What Tim Key does is hard to describe in a nutshell, as is often required in short introductions to interviews with people. He is a poet and a comedian, delivering short verse that somehow manages to be simultaneously mundane and larger than life. Currently touring his new show Single White Slut, alongside writing and planning […]

What Tim Key does is hard to describe in a nutshell, as is often required in short introductions to interviews with people. He is a poet and a comedian, delivering short verse that somehow manages to be simultaneously mundane and larger than life. Currently touring his new show Single White Slut, alongside writing and planning the new series of Late Night Poetry for Radio 4 with his friend and adversary Lord, Tim came to Sheffield at the end of September. We spoke beforehand.

How do you describe what you do to strangers?

Well, poetry, certainly. Then a bit of shouting – if we’re talking about my live show – then a bit of chatting to some audience members. In my one I also have a large bed which is plonked next to me and just sort of sits there. But then it kind of comes into its own after about half an hour. Not as in I go and have a sleep. I mean something happens. But I won’t go into that, because there’s an element of surprise also at play.

Tell us about the new show. Who is the Single White Slut of the title?

Yes. Interesting. I don’t know. I guess it’s me, or the incarnation of me at the centre of my show. But it’s misleading. That guy is a very misfiring Single White Slut. In an ideal world I think he’d be talking about ‘conquests’. In the end he has to make do with recounting ‘failures’. But he’s okay with it I think. He keeps his chin up.

How has Sarah Dowling been involved?

Well, that would be telling. She’s a choreographer and I very much enjoyed working with her. That’s all I’m saying about Sarah Dowling.

I get the impression you’re quite prolific. What percentage of your writing makes it into your shows and what happens to the rest?

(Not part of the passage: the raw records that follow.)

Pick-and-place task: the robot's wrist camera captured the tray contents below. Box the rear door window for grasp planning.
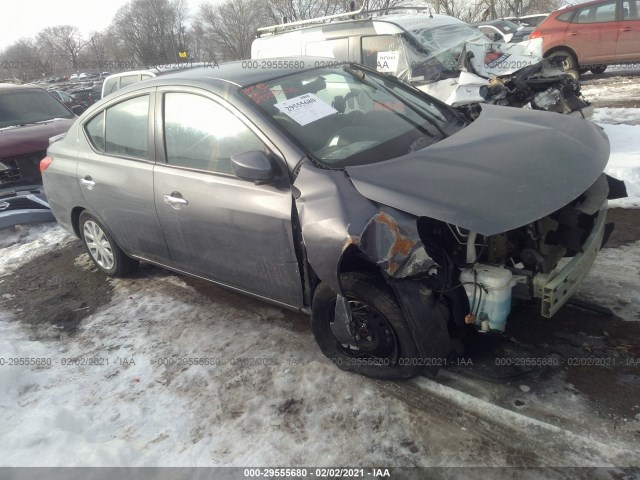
[164,92,267,175]
[577,1,616,23]
[104,95,149,159]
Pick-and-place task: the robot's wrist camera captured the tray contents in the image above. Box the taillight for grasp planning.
[40,157,53,173]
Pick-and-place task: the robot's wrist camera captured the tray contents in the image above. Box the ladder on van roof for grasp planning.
[258,0,431,36]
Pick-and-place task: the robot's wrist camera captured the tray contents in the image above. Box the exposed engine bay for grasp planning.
[418,175,624,332]
[413,39,592,119]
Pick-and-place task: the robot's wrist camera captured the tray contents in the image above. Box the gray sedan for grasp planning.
[41,58,624,378]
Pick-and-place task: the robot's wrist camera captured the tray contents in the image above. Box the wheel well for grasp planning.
[338,245,383,278]
[71,207,85,238]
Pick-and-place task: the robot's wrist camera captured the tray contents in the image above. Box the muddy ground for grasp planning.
[2,209,640,440]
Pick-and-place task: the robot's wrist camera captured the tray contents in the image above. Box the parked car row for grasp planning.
[471,19,533,43]
[248,12,591,116]
[530,0,640,78]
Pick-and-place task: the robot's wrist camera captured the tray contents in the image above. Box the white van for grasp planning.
[246,7,589,116]
[102,69,156,98]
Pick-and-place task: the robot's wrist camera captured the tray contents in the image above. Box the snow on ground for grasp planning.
[0,232,636,466]
[0,224,74,276]
[577,242,640,321]
[0,82,640,466]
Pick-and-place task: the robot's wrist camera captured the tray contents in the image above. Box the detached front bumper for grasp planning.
[533,206,607,318]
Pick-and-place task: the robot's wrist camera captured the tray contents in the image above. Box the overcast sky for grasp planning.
[0,0,209,50]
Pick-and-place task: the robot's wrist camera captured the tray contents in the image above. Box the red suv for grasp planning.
[529,0,640,78]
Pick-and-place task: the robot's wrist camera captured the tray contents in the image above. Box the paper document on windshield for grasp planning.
[276,93,338,127]
[376,51,400,74]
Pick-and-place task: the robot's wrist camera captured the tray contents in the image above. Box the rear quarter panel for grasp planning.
[536,14,570,54]
[42,122,84,233]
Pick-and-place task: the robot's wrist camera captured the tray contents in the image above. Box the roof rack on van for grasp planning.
[258,1,431,35]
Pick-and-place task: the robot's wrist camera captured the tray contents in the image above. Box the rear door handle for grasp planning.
[80,175,96,190]
[163,192,189,210]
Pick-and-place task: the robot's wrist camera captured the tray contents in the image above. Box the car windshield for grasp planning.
[0,88,74,128]
[240,65,463,168]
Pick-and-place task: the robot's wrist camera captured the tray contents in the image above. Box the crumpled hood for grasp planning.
[346,105,609,235]
[0,117,76,159]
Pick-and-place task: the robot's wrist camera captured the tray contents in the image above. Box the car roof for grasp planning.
[257,13,466,40]
[0,83,44,93]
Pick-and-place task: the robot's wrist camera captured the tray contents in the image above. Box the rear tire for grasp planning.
[311,272,422,379]
[79,211,139,277]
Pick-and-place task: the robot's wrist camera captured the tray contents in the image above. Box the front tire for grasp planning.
[79,211,138,277]
[549,50,580,80]
[311,272,422,379]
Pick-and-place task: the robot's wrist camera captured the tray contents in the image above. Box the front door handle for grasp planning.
[163,192,189,210]
[80,175,96,190]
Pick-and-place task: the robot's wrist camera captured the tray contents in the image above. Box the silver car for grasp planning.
[41,57,624,378]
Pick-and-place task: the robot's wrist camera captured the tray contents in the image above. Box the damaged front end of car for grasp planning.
[411,39,593,119]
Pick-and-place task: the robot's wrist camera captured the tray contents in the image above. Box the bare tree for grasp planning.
[194,0,263,60]
[113,0,188,66]
[0,38,47,82]
[262,0,348,24]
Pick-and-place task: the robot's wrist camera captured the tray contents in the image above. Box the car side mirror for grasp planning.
[231,150,274,182]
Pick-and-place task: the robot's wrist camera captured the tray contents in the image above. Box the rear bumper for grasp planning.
[533,202,607,318]
[567,104,595,119]
[0,185,56,229]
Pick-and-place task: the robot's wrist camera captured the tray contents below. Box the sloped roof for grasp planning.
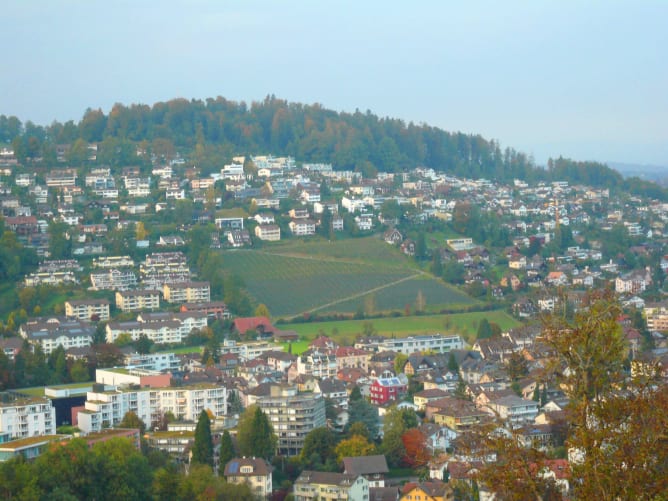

[Laughs] Yup, that’s very insightful. I have quite a disposable writing process. I write poems all the time and then try most of them on stage or on Instagram or somewhere. I have a remarkable tolerance for them, but I know some are better than others. So I probably chose 10-15 for this show out of hundreds of possibilities. Theoretically this means they are the cream, but I doubt that’s the case. It’s fairly arbitrary. These ones have just been lucky to survive. The others collect dust in a humungous file on my computer and in little notebooks dotted around my flat.

You came to uni in Sheffield. How did you spend your time up here? Did Sheffield inspire you, poetically?

I loved Sheffield, yes. I was a very hard-working little boy, plunging myself into my studies. I took Russian, so it was a bit too difficult and I had to drink coffee way into the night and learn how to say things in Russian. I did some plays when I was up there though, and played some low-level football at Goodwin. In terms of inspiration, I wasn’t writing then but I’m sure the damp beauty of Sheffield and its environs was all being logged somewhere, and now drives me on.

How genuine is your rivalry with Lord? And what’s the story behind his nickname?

Mm. No, not very genuine. If it was I’d be in a bit of trouble. He is wildly successful. He has a wife and keeps getting nominated for BAFTAs. If I didn’t like him, I’d hate him. The Lord nickname has two origins: (1) he used to be my landlord, which is neat but it wasn’t really the reason, and (2) he once claimed he had a lift in his family home, which is the reason but which isn’t very neat because it’s confusing.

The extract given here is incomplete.